If you have, essentially, a boatload of non-volitale RAM, you never have the issue of serializing data out to a different medium (at least not as an everyday task like loading and saving a file).

You simply work on your internal structures just like any other piece of internal data. Say your program has options that you'd normally store in something like the Registry, or an XML file, or whatever.

In a pervasive system, this problem is gone. Once a program is "installed", it's essentially there forever, always "running", but simply "swapped out" when idle.

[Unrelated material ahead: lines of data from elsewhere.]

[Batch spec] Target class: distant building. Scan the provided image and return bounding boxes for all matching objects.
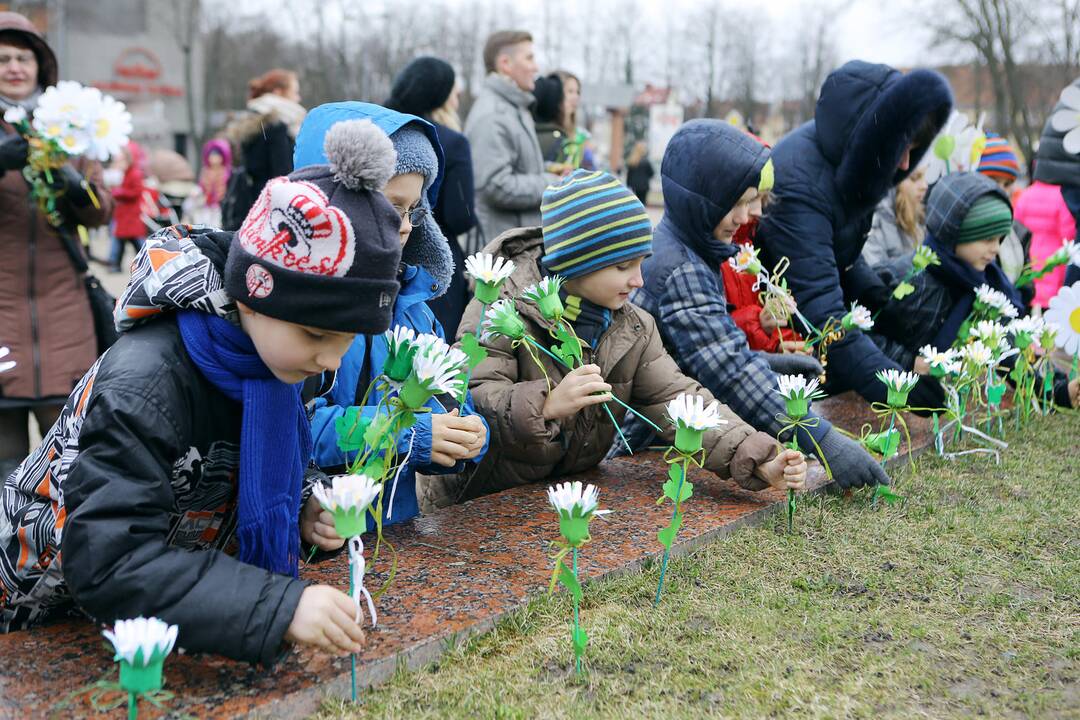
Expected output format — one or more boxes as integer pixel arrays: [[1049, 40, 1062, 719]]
[[0, 0, 204, 158]]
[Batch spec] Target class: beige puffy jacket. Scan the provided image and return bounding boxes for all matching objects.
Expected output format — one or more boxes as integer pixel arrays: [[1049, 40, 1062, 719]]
[[458, 228, 779, 500]]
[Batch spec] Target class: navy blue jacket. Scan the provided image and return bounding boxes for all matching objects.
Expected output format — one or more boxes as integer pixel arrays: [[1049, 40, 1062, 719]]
[[631, 120, 831, 448], [428, 123, 476, 342], [757, 60, 953, 405]]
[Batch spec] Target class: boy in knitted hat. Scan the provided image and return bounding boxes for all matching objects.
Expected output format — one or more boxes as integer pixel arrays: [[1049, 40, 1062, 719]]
[[449, 169, 806, 499], [294, 101, 487, 527], [632, 120, 889, 488], [870, 173, 1080, 407], [0, 118, 401, 664]]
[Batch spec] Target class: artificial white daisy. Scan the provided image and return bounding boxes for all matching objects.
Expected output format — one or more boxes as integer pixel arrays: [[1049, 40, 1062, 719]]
[[667, 393, 727, 431], [548, 480, 611, 517], [311, 474, 382, 513], [728, 245, 761, 275], [1044, 283, 1080, 355], [103, 616, 179, 667], [465, 253, 514, 284], [86, 87, 134, 162], [919, 345, 960, 377]]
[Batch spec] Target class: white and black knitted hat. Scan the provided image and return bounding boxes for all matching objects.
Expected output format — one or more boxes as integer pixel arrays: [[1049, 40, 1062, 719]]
[[225, 120, 401, 335]]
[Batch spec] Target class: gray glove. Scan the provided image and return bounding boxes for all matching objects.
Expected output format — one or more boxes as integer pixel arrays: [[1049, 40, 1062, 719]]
[[761, 353, 825, 380], [821, 427, 889, 490]]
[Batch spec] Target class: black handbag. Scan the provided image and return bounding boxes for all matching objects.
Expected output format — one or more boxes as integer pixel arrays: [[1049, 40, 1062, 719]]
[[56, 228, 120, 356]]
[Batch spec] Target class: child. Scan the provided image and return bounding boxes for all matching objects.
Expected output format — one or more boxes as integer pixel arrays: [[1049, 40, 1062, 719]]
[[633, 120, 889, 488], [451, 169, 806, 498], [109, 142, 146, 272], [295, 101, 487, 525], [720, 190, 807, 355], [870, 173, 1077, 407], [0, 119, 401, 664]]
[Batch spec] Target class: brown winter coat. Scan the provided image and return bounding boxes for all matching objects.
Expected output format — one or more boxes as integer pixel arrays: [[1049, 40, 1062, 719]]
[[0, 13, 112, 407], [458, 228, 778, 499]]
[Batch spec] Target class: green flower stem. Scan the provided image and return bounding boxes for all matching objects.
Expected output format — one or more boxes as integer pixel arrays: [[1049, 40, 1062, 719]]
[[525, 335, 664, 433], [652, 456, 690, 608], [571, 547, 581, 675], [458, 296, 498, 416], [349, 561, 356, 703]]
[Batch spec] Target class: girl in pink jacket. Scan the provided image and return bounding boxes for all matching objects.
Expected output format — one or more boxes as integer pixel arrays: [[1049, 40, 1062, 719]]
[[1014, 180, 1077, 309]]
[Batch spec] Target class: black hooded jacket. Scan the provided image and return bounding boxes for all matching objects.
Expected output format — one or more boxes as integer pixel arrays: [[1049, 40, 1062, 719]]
[[0, 229, 305, 664], [757, 60, 953, 406]]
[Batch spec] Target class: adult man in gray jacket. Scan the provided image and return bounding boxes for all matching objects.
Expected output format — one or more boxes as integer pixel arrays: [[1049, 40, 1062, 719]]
[[465, 30, 556, 242]]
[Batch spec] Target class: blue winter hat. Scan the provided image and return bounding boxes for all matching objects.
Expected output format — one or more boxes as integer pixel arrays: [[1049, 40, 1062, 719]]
[[540, 168, 652, 279], [293, 100, 454, 297]]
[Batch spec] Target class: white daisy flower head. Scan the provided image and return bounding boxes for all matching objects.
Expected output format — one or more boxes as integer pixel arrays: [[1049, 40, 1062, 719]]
[[548, 480, 611, 517], [728, 245, 761, 275], [3, 105, 27, 125], [840, 302, 874, 331], [311, 474, 382, 513], [877, 367, 919, 393], [667, 393, 727, 431], [971, 320, 1009, 352], [960, 340, 994, 371], [465, 253, 515, 283], [103, 616, 180, 667], [1044, 282, 1080, 355], [84, 87, 134, 162], [919, 345, 960, 378]]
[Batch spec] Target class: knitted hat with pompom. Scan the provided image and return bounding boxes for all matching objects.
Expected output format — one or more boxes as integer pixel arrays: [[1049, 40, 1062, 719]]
[[225, 120, 401, 335]]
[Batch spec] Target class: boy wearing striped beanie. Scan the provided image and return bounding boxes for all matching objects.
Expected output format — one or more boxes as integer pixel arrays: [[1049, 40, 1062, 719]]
[[978, 133, 1020, 193], [455, 169, 806, 500]]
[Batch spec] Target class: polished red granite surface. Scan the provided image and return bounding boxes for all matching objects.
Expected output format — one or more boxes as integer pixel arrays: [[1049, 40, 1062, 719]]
[[0, 396, 929, 718]]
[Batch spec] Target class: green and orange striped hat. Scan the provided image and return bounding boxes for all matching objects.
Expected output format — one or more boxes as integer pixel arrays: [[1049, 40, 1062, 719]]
[[540, 169, 652, 280]]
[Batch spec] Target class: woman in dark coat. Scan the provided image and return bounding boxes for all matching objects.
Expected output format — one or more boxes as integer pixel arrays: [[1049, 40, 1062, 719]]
[[0, 13, 112, 472], [757, 60, 953, 407], [384, 57, 475, 342]]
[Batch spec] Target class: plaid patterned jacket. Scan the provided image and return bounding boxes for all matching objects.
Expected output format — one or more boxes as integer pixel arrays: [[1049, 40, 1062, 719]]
[[631, 218, 832, 447]]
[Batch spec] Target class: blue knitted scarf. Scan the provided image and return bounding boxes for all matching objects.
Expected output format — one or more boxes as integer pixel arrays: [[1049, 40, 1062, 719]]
[[177, 310, 311, 576]]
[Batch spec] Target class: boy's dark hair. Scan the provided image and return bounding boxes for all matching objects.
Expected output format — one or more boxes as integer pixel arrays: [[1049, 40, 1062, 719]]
[[484, 30, 532, 72]]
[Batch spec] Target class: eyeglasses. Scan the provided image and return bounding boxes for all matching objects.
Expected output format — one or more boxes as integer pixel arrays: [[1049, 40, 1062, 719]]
[[0, 52, 37, 67], [394, 205, 428, 226]]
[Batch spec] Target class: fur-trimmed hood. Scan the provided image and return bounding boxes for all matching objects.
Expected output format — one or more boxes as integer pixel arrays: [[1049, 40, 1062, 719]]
[[660, 120, 770, 260], [813, 60, 953, 205], [293, 100, 454, 297]]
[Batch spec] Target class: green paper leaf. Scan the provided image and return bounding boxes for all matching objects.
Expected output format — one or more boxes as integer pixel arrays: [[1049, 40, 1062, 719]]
[[461, 332, 487, 370], [874, 485, 904, 505], [558, 560, 581, 602], [334, 405, 372, 452], [570, 625, 589, 655], [892, 283, 915, 300], [660, 465, 693, 504], [558, 513, 589, 547], [657, 513, 683, 549]]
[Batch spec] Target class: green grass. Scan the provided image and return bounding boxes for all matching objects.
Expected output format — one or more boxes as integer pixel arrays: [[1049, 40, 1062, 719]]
[[320, 413, 1080, 719]]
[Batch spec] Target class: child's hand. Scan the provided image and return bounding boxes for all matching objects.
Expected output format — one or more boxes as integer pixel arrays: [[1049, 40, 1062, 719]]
[[754, 448, 807, 490], [285, 585, 364, 655], [757, 308, 787, 335], [543, 365, 611, 420], [300, 495, 345, 552], [431, 408, 487, 467]]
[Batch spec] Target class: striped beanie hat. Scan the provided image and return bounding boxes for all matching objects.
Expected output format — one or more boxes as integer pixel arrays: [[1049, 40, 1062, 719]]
[[540, 168, 652, 280], [956, 195, 1012, 245], [978, 133, 1020, 180]]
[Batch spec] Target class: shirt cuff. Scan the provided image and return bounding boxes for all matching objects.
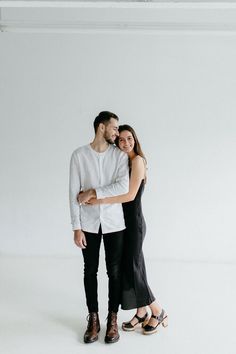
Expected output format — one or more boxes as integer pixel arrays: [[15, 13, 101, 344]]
[[71, 220, 81, 231], [95, 188, 105, 199]]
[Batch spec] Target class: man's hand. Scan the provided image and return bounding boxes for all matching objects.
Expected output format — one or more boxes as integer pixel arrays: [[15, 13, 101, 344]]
[[74, 230, 87, 249], [77, 189, 96, 204]]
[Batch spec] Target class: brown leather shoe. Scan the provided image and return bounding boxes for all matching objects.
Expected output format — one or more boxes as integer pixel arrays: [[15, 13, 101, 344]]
[[105, 312, 120, 344], [84, 312, 100, 343]]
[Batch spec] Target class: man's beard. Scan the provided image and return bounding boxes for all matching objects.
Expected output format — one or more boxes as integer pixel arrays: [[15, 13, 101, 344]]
[[105, 138, 115, 145], [104, 133, 115, 145]]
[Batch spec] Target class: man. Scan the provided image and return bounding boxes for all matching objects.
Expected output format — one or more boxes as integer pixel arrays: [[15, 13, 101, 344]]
[[70, 111, 129, 343]]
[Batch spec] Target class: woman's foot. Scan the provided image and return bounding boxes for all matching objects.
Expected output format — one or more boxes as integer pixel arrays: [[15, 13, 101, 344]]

The classic example of this is something like a Smalltalk image. "Everything is an object", and always alive, running, and kicking. When you snapshot the image, you "freeze it" in time for revival later.

Now, imagine the new 64-Bit systems, with their ungodly address spaces. Imagine taking your 120GB drive.

int fd = open("/dev/hda", O_RDWR);
void *heap = mmap(NULL, 120*1024*1024*1024, PROT_READ | PROT_WRITE | PROT_EXEC, MAP_PRIVATE, 0);

and away you go...

It seems like a panacea, but while it can be argued that writing programs would be easier because we no longer have all of these marhalling problems of moving data across boundaries from "disk" to "ram", in the end you would end up with the exact same problems that you have today.

A zillion "files" (or, now, Objects), all in different formats that requires particular programs to understand them. You still wouldn't be able to find anything, you'd still have problems manipulating the files in an "easy way", you'd still have vendors that may write code to the letter of the "interoperability" rules, but are still horrible "citizens" in the computing environment because they don't go all way with the spirit of interoperability.

Think about Microsoft's object models for its documents. Microsoft doesn't document it's Word format, but it does document its programming interface, and any VB programmer on the planet can make those documents jump through hoops by leveraging Word directly to manipulate the document, just like you'd do to manipulate an XML document.

The problems aren't necessarily the systems themselves, but simply the domain of the problem.

Simple example, I have 700,000+ files on my machine, not including those files stored in ZIP/tar files. As a whole, 700,000 disparate, loosely grouped, but mostly unrelated files are just a flat hard thing to ogranize and wrap your head around.

The two framed pictures of my wife on desk are easy to organize, but two large boxes of thousands random photos at home are not.

It's not a systems problem, it's a data problem.